Memória

Luperce Miranda

Por Jorge Mello & Fernando Toledo - 24/08/2004

UM BANDOLIM PARA OS FUTUROS

Com agradecimentos a Ricardo Cravo Albin

Pode-se pensar o choro como uma síntese primordialmente instrumental de toda uma história brasileira, uma espécie de amálgama de todas as experiências que resultaram em um som verdadeiramente nacional, sem perder sua universalidade. No choro, as linguagens brasileiras passadas, presentes e, mesmo, futuras, entrecruzam-se, podendo-se mesmo afirmar ser uma demonstração musical do contínuo vir-a-ser de Heráclito: uma permanente obra em progresso.

Desde seus primórdios, o choro absorveu os melhores elementos do universo musical a seu redor, crescendo com isso e disseminando caminhos e opções para outros gêneros, mesmo os mais inesperados. Sendo tipicamente carioca, foi invadido de forma saudável por músicos de muitas outras partes do País, que colaborariam com a construção de sua face multitudinária, sendo talvez o único gênero brasileiro que possa chamara a si mesmo de Legião sem que um sorriso aflore dos interlocutores. Nele habitam o jazz, o ragtime, os lundus, as modinhas, e, mesmo, o seu filho mais dileto, o samba, sem que atritos que não os decorrentes do processo de criação produzam faíscas nocivas.

Luperce Miranda é um exemplo desse caráter múltiplo do choro: pernambucano, nascido no bairro dos Afogados, em Recife, no dia 28 de Julho de 1904, desde cedo teve a música sob a forma de companheira natural e inescapável. Seu pai era multinstrumentista – tocava bandolim, flauta e violão – e chegou mesmo a organizar uma orquestra caseira – como bom nordestino que era, tinha apenas onze filhos. Luperce, além de se relacionar muito bem com o violino, violão, piano, acordeon etc., se destacava ao bandolim, instrumento utilizado, à época, basicamente como acompanhamento – e lhe imprimiria outras feições, elevando-o à condição de solista, elemento-chave no choro. Curiosamente, iniciou sua carreira tocando música sertaneja, formato muitas vezes menosprezado e – por que não – subestimado – um exemplo crasso disto, e da interação dos diversos estilos a fim de gerar Música Popular Brasileira, está no fato de que Os Oito Batutas, grupo que viria a se constituir uma das linhas mestras do choro, ter começado como predominantemente sertanejo. Seu primeiro sucesso como compositor foi uma embolada, em parceria com Augusto Calheiros (gravada pelo próprio), intitulada Pinião, grande sucesso do Carnaval em 1928.
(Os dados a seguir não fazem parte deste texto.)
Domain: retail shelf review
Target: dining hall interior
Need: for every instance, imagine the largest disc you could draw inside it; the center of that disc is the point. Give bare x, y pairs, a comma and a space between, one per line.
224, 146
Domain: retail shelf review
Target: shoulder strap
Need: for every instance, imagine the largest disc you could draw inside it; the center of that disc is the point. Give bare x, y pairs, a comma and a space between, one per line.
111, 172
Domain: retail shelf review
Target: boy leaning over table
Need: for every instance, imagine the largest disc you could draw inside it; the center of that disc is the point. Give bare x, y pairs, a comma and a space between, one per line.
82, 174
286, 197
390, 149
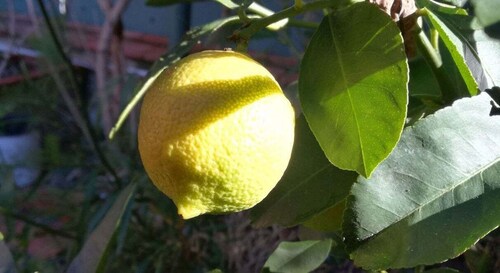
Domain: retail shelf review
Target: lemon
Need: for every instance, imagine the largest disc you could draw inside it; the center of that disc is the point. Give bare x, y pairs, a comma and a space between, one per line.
215, 133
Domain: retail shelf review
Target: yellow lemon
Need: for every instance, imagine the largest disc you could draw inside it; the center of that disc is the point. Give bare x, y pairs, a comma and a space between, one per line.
215, 133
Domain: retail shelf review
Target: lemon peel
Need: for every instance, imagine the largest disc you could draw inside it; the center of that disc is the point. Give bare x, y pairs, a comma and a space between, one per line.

Luperce, graças a sua destreza ímpar, participou de grandes momentos da gênese fonográfica da Música Popular Brasileira: tocou com João Pernambuco, lendário violonista e especialista nas tradições nordestinas; com Jararaca e Ratinho, que viriam a se tornar a mais clássica dupla sertaneja de todos os tempos; participou dos Oito Turunas Pernambucanos; dos Turunas da Mauricéia; da primeira gravação a registrar de maneira satisfatória a percussão (Na Pavuna, com o Bando de Tangarás) – sempre exibindo uma técnica ímpar e conferindo a suas interpretações uma emoção incrível, o que contrariaria as opiniões, disseminadas por certas facções invejosas de que, ao contrário de seu ex-aluno Jacob do Bandolim – que negou até a morte tê-lo sido – , se valia apenas de técnica impecável, em detrimento da emoção.

Foi um músico inacreditável, que levou o bandolim a extremos nunca antes suspeitados; um homem simples, que abandonava periodicamente a música para se dedicar a sua outra grande paixão: perpetuar sua linhagem. Teve apenas dezoito filhos, o que lhe acarretaria sérios problemas financeiros no final da vida. Herdara certos aspectos do pai, com certeza.

Em 1977, Luperce morria. O bandolim, contudo, continua muito bem, obrigado: a cada dia, músicos como Hamilton de Holanda, Pedro Amorim, Déo Rian, Joel Nascimento, Marcos de Pinna e muitos outros fazem jus a seu legado, bebendo em sua fonte e adicionando novos elementos. Pois o choro nunca é: ele sempre será, e nas surpresas que este tempo de verbo nos prega reside toda a sua grandiosidade.